僕らが、たじろいでいると狐が話しかけてくる。
「車っていうんですよ。人間たちの乗り物ですよ。昔で言う馬ですね。とにかく乗ってください。」
僕らは、狐に促されるまま車に乗せられる。
「で、目的地は鈴ヶ森ですか?鷹ヶ森ですか?それとも、藤野町?あ、御料牧場はお勧めしませんよ。あそこは空港建設の話が上がって安全とは言えなくなってきましたし、といってもどこも似たようなものか。いっそのこと東北や北陸の方にでも?」
「あ、えと、鈴ヶ森に行くつもりだったんだ。それに、僕の故郷は馬引沢なんだ。あんまり離れたくない。」
「君たち名前は?」
「僕は義男、こっちは影って言うんだ。」
「そうか。じゃあ義男に影、鈴ヶ森のそばまで送るよ。そうだ、名乗り忘れていたけど私は堀之内の竜太郎。竜太郎とでも呼んでください。」
竜太郎の運転する車が街の中を通過していく。
いくつもの石塔、これはビルとか言うらしいを通過して、長い距離を走っていく。
竜太郎とはいくつか他愛のない会話をしたが、僕としてはあまり覚えていないけど竜太郎としては興味深かったらしい。
長い距離のはずなのだが、この車と言う奴はとても速くて、昔聞いた鈴ヶ森の地まですぐに到着してしまった。

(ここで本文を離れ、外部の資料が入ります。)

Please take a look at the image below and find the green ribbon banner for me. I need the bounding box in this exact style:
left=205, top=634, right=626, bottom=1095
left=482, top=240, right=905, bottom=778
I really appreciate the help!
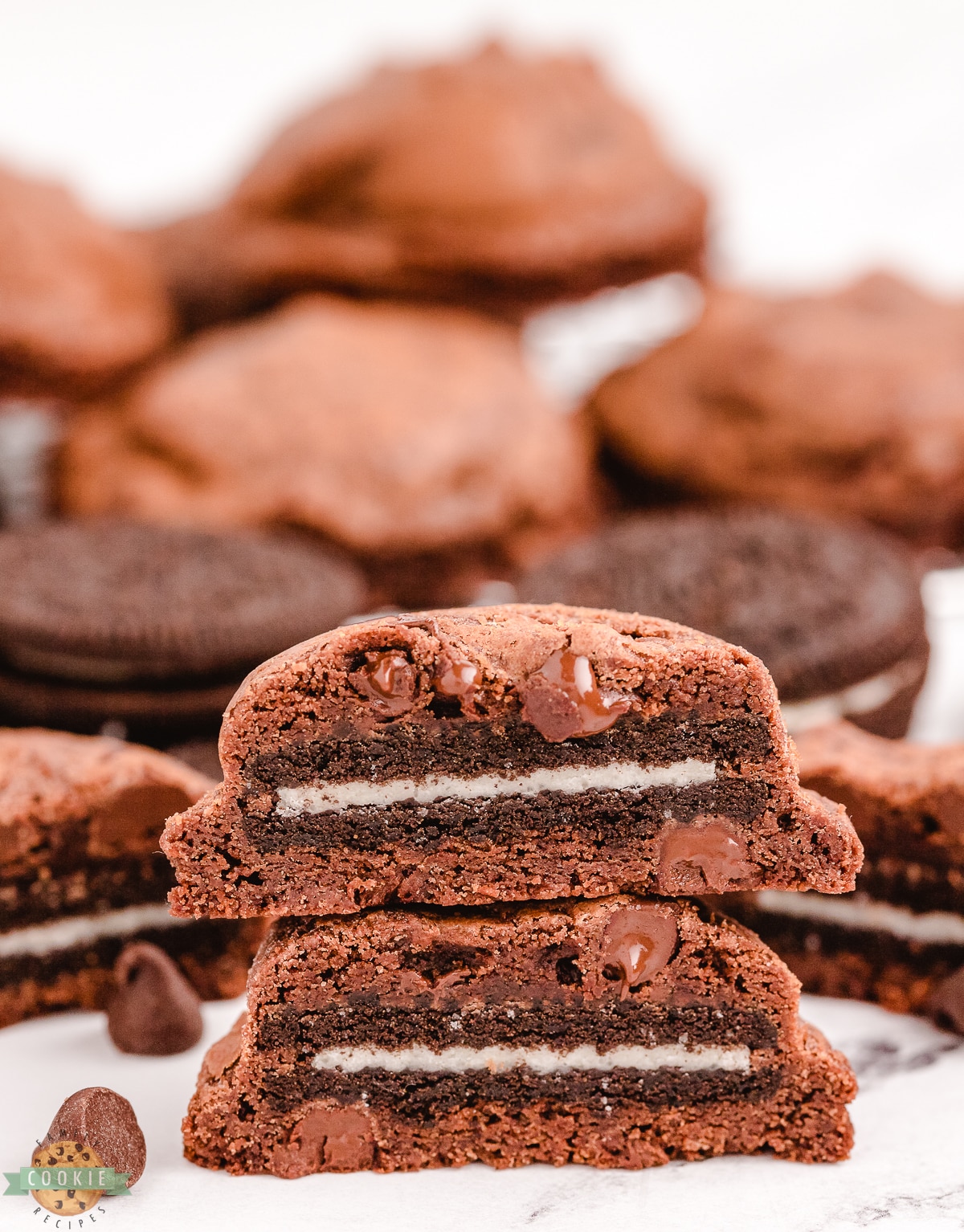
left=4, top=1168, right=131, bottom=1197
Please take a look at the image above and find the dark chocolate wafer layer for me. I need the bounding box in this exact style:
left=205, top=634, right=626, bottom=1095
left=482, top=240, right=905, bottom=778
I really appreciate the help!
left=259, top=1067, right=782, bottom=1125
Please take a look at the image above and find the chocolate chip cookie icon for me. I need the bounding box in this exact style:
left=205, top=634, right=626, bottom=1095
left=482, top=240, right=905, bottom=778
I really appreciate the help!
left=31, top=1140, right=104, bottom=1215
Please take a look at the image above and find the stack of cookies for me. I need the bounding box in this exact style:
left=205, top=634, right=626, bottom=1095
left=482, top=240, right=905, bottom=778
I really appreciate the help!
left=163, top=605, right=862, bottom=1177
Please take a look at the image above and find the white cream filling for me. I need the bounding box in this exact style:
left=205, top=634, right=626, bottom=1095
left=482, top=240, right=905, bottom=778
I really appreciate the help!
left=780, top=659, right=921, bottom=736
left=754, top=890, right=964, bottom=945
left=275, top=757, right=717, bottom=817
left=0, top=903, right=192, bottom=958
left=312, top=1043, right=750, bottom=1075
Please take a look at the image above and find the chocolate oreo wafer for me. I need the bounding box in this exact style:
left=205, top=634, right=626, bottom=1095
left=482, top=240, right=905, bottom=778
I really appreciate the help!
left=518, top=508, right=928, bottom=736
left=0, top=520, right=365, bottom=743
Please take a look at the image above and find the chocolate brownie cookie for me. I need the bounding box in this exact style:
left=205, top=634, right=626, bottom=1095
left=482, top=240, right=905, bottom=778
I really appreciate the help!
left=0, top=166, right=171, bottom=395
left=154, top=44, right=706, bottom=324
left=0, top=519, right=365, bottom=741
left=725, top=723, right=964, bottom=1034
left=0, top=728, right=263, bottom=1026
left=517, top=508, right=928, bottom=736
left=588, top=275, right=964, bottom=547
left=184, top=895, right=856, bottom=1178
left=65, top=296, right=590, bottom=599
left=161, top=605, right=860, bottom=916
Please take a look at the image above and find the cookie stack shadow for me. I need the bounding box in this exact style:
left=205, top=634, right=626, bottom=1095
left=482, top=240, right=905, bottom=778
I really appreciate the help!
left=163, top=605, right=862, bottom=1178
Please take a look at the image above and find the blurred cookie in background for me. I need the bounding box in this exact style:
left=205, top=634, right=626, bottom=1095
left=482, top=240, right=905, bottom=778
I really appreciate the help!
left=0, top=519, right=365, bottom=739
left=153, top=44, right=706, bottom=327
left=719, top=723, right=964, bottom=1035
left=517, top=508, right=928, bottom=736
left=0, top=166, right=173, bottom=398
left=63, top=296, right=590, bottom=606
left=586, top=274, right=964, bottom=549
left=0, top=398, right=62, bottom=526
left=0, top=728, right=265, bottom=1026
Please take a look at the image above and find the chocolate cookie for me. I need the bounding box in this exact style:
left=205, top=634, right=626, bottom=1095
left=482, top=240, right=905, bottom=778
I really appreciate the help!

鈴ヶ森口と書かれた場所で車を止めた竜太郎が、ドアを開ける。
「つきましたよ。…しかし、すごいですね人間は、私たちなら1日2日はかかる距離をたったこれだけの時間で踏破できるようにしたのですから。あなたは他の狸とは違うような気がします。ですが、それでも人間は強大です。あなた方、狸も狐のように人間にまぎれてみるのもよいかもしれませんよ。」
竜太郎は親切心で言ったのだろうけど、僕は竜太郎のその態度が気に入らなかった。
何もかもあきらめた態度が…
「竜太郎、人間は人間だ。狸は狸、狐は狐、犬は犬、猫は猫。僕らは人間にはなれないよ。」
「私たちは人間には勝てませんよ。」
「でも、自分を捨ててまで、やることなのかな?」
「さぁ?私にはわかりませんよ。そんな事…、堀之内が駅になって鉄道が通るようになってからは考える気にもなりませんでしたよ。そしてこれからも、狐の誇りを捨ててまで生に執着したのです。今更変えられませんよ。さぁ、行ってください。あの通りの先は全部鈴ヶ森ですから…。」
「ありがとう、竜太郎。」
「礼には及びませんよ。プライベートな愚痴をこぼしたくなっただけの事ですよ。では、私はここで…。」
「マタネ、リュウタロウ…。」
僕の隣にいた影が、竜太郎に礼を言う。
竜太郎は片手で手を振ってから車に乗り込み、そのまま去っていった。
僕と影も車が見えなくなるまで、手を振っていた。
義男たちと別れた日の夜、竜太郎は自宅のマンションに帰る。
竜太郎は、人間のように風呂でシャワー浴びて、人間のようにレンジで即席の料理を作り、人間のようにTVを見ながらご飯を食べる。
「どんなに、人間を真似ようと…わたしも彼と一緒だ。故郷から離れることはできない。」
竜太郎はマンションのベランダに立つ。マンションから見える範囲にある堀之内駅を見下ろす。